= Karen Mac Cormack =

Karen Mac Cormack (born Luanshya, Zambia, 1956) is a contemporary experimental poet. She holds dual British/Canadian citizenship, and lived for many years in Toronto; more recently, she moved to Buffalo, New York, when her husband, the poet Steve McCaffery, was hired by SUNY-Buffalo for the David Gray Chair.
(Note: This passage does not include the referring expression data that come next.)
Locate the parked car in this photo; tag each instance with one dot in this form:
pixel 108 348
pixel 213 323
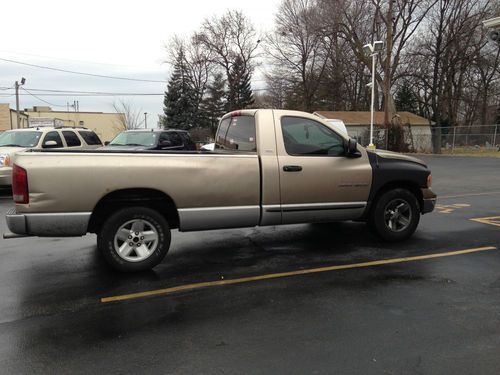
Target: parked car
pixel 13 141
pixel 338 124
pixel 208 147
pixel 154 139
pixel 269 167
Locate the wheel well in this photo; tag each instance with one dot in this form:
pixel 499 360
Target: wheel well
pixel 413 187
pixel 151 198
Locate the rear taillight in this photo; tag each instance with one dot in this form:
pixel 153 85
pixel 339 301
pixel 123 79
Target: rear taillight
pixel 20 185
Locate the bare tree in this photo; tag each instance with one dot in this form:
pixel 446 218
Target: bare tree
pixel 199 66
pixel 227 37
pixel 130 117
pixel 299 48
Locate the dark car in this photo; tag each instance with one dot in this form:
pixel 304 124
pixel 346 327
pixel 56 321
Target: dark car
pixel 154 139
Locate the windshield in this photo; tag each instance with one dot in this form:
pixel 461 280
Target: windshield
pixel 134 139
pixel 19 138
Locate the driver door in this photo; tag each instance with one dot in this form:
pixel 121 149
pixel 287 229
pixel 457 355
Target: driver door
pixel 318 182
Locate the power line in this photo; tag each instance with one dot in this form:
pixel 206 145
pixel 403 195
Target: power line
pixel 81 73
pixel 46 102
pixel 69 93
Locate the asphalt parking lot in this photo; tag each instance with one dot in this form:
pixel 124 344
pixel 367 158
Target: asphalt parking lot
pixel 319 299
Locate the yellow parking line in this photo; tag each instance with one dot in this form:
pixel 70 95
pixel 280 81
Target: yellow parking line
pixel 493 220
pixel 468 195
pixel 242 280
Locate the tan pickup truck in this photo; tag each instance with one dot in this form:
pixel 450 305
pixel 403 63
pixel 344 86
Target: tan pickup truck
pixel 269 167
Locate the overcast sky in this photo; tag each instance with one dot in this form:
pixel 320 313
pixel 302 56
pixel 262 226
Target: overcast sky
pixel 107 37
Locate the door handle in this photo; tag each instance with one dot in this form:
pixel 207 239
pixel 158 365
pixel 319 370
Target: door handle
pixel 292 168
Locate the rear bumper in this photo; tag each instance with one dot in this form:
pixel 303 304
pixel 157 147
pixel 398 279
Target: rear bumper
pixel 68 224
pixel 5 176
pixel 429 200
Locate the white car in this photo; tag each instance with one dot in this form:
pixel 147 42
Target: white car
pixel 208 147
pixel 339 125
pixel 17 140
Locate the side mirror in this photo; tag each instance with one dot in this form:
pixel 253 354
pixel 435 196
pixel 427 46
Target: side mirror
pixel 50 144
pixel 351 148
pixel 165 143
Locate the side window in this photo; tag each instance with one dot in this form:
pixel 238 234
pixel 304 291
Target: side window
pixel 90 138
pixel 221 133
pixel 176 139
pixel 310 138
pixel 165 137
pixel 188 143
pixel 71 138
pixel 52 136
pixel 239 134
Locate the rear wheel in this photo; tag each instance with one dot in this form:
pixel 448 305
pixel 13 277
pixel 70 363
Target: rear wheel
pixel 134 239
pixel 395 215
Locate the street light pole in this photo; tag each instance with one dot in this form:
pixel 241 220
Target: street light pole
pixel 371 145
pixel 373 50
pixel 18 115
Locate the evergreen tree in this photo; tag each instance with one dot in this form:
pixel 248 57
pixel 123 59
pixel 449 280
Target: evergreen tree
pixel 239 93
pixel 405 100
pixel 213 105
pixel 179 100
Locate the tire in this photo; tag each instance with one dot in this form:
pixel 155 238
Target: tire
pixel 134 239
pixel 395 215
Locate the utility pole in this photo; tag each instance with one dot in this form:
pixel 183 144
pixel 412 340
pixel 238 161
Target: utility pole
pixel 387 75
pixel 18 114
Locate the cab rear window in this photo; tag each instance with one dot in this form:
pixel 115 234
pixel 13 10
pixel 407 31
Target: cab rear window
pixel 90 138
pixel 237 134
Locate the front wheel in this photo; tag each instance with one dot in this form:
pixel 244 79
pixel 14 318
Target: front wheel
pixel 134 239
pixel 395 215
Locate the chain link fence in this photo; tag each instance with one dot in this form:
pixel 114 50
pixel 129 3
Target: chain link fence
pixel 458 139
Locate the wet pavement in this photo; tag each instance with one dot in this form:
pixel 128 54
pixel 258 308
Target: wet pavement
pixel 431 316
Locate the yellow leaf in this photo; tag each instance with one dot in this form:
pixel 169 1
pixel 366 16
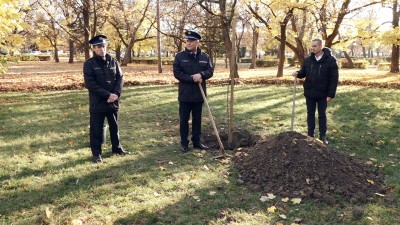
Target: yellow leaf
pixel 264 199
pixel 48 212
pixel 271 209
pixel 371 181
pixel 296 200
pixel 76 222
pixel 271 196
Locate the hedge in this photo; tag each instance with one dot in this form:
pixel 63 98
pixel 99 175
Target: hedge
pixel 267 63
pixel 357 64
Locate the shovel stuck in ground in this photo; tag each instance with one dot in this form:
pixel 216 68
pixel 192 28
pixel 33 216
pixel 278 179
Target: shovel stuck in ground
pixel 294 103
pixel 221 146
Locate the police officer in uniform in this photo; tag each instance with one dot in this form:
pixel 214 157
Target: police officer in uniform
pixel 103 79
pixel 191 67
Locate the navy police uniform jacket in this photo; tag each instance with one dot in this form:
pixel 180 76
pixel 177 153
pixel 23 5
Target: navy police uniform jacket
pixel 321 76
pixel 102 77
pixel 186 65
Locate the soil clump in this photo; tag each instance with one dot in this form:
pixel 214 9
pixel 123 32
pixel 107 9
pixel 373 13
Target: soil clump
pixel 293 165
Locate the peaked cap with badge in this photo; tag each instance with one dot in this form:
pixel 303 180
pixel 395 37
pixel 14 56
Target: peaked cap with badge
pixel 191 35
pixel 99 40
Mac Cormack is the author of Straw Cupid (1987), Quirks & Quillets (1991), Marine Snow (1995), The Tongue Moves Talk (1997), At Issue (2001), Vanity Release (2003) and Implexures (part one, 2003; full-length publication, 2009), as well as a collaboration with the British poet Alan Halsey, Fit to Print (2003). Though she was not directly part of the Language movement, her work shows many affinities with it, in its use of disjunctiveness at a within-sentence and between-sentence level, and in her interest in the interrogation of cultural norms and ideologies through the skeptical reworking of "found" materials and genres. In Fit to Print, for instance, the poems mimic and distort the format and themes of a typical daily newspaper, while in At Issue the poems are quarried from the pages of women's fashion and beauty magazines. The prose pieces in the recent project Implexures are somewhat atypical in their use of biographical and autobiographical materials, especially a series of letters written from a variety of Mediterranean locations by an unnamed female traveller (possibly to be identified with the author, possibly not).